Making norms work: Pursuing effective cybersecurity

20 Jun 2019 09:30h - 10:30h

Event report

[Read more session reports and live updates from the EuroDig 2019]

The session looked at ways in which cybersecurity norms could be entrenched into standard behaviour.

Mr Vladimir Radunovic (Cybersecurity and E-diplomacy Programmes Director, DiploFoundation) underlined that existing international law applies to cyberspace and that over 1000 digital policy instruments exist. This leads to the questions of whether new norms and instruments are needed, whether the existing ones have been effective, and whether they should remain voluntary and non-binding. Radunovic also stated that we might need to adopt new norms for evolving digital such as artificial intelligence (AI), but possibly also ones that will reflect the behaviour of state actors in peacetime rather than just during conflict.

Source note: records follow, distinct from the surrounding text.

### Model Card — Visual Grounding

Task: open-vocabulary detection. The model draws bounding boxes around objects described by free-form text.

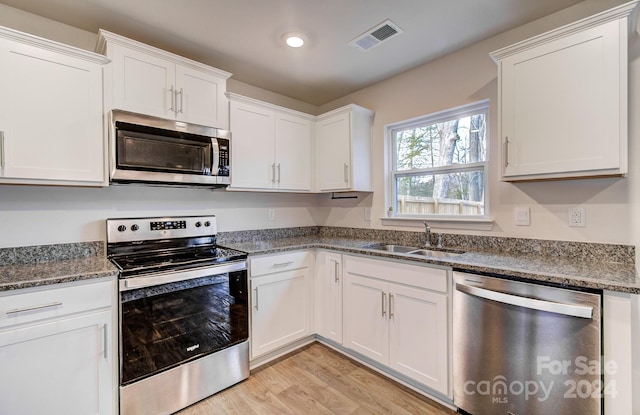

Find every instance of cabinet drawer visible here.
[0,281,115,328]
[344,257,449,293]
[251,251,311,277]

Mr Uri Rosenthal (Commissioner, Global Commission on the Stability of Cyberspace (GCSC)) stressed the vital importance of having norms in cyberspace, highlighting the norm on protection of the public core of the Internet. He stated that we should aim for adopting the necessary norms, but also adopting rules and confidence building measures (CBMs). On implementation of norms, Rosenthal stated that effective communication with the wider public is needed. He underlined that we should not give up on the multistakeholder mechanism and that it should not be put in contrast with the multilateral mechanism, but rather these approaches should be brought together.

Ms Marietje Schaake (Commissioner, GCSC) highlighted that norms are the vehicle that stops the sense of lawlessness and unaccountability when it comes to breaches in the digital world. She explained that norms bridge the gap between unaccountability and legally binding principles, which brings to the discussion table actors that are not interested in discussing accountability. However, norms can also be used as a shield from adopting any binding principles. She stated that European stakeholders must come together and articulate principles that should not be disrupted by technology or the governing of technology. Schaake also stated that enforceable minimum standards are necessary for actors to behave well.

Ms Els de Busser (Assistant Professor Cyber Security Governance – Educational Director Executive MA Cyber Security, Leiden University) stated that the engagement between disciplines should be brought into the discussion on norms on a meta level. Busser stressed that what follows is implementing norms in an interdisciplinary way. Busser stated that the EU is a successful regulator because it is made from a small group of states with common values, which means that norms were built from the ground up. She also stated that the technical community should be brought to the table and be involved in the debate on norm building from the ground-up.

Mr Thomas Grob (Senior Expert Regulatory Strategy, Deutsche Telekom AG) agreed that an interdisciplinary approach to cyber norms is needed. He underlined that there is just one Internet and this is why global solutions are needed. He suggested that regional solutions build on a consensus that can be scaled up to the global level. In his view, non-binding mechanisms are not effective enough and a multilaterally agreed-upon cybersecurity convention will have to be adopted. Responsibilities of actors in cyberspace need to be defined clearly and enforcement and penalties need to be harmonised.